Ce qui justifie, depuis toujours, cette conviction qu'il faut partir de l'oral, pour arriver à l'écrit — "De l'oral à l'écrit" : c'est même le titre d'un ouvrage, célèbre dans les années soixante — c'est le souci, légitime certes, de prendre appui sur ce qui est connu des enfants : la langue qu'il parle.
Sauf que ce souci, fort intelligent et nécessaire, se traduit ici par un mensonge, où l'enfant s'empêtre dans d'obscures contradictions, vaguement ressenties, entre ce qu'on lui dit, ce qu'on lui demande de faire et qu'il voit ou croit voir.
On se sert, en effet, de sa (petite) connaissance de la langue, pour lui faire croire qu'il va retrouver la même chose dans l'écrit, avec seulement de nouveaux signes, alors que les choses sont infiniment plus compliquées. Et, phénomène aggravant, on va, pour rendre plus crédible ce besoin de trouver des similitudes, jusqu'à lui proposer de la fausse langue écrite, les fameuses phrases des manuels, bien semblables à l'écrit et l'oral, pour que ça marche... Et de fait ça marche !

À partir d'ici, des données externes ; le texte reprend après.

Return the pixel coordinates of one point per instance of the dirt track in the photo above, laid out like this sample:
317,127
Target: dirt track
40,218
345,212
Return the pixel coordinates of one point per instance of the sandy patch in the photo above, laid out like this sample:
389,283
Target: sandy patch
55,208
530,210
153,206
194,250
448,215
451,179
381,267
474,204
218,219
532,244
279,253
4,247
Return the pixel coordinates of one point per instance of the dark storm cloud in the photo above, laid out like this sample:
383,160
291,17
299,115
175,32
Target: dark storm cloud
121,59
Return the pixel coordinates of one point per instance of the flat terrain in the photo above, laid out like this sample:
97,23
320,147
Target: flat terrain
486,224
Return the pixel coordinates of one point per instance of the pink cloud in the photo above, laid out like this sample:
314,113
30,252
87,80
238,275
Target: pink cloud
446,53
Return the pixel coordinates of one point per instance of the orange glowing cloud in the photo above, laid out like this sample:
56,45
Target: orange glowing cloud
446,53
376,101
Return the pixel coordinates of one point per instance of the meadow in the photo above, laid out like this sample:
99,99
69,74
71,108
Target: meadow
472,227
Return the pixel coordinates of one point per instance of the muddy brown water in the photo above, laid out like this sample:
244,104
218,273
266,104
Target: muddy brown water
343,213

On devine sans peine le résultat : ça marche... jusqu'à la rencontre inévitable, avec la vraie langue écrite, à peu près sans rapport avec le fonctionnement de l'oral.
Évidemment, si l'enfant vit dans un milieu où on lit, où l'on entend souvent de la langue écrite, il va redresser, de lui-même, ce qui a été faussé, mais les autres...

Où se trouve ce mensonge ? Et en quoi en est-il un ?

Pour voir où se trouve ce mensonge le mieux est de s'appuyer sur des faits.
Voici donc un exemple de discours oral, ici transcrit rigoureusement tel qu'il a été enregistré à Sud-Radio, il y a quelques années, puisque c'est Albert Jacquart qui répond aux questions de la journaliste, à propos de son livre "L'éloge de la différence".
La seule chose qui ne soit pas transcrite, pour des raisons évidentes, c'est la prononciation, qui n'entre pas dans mon propos ici.
Seules sont marquées, d'une ou deux barres obliques selon leur durée, les reprises de respiration, qui constituent les coupures de l'oral.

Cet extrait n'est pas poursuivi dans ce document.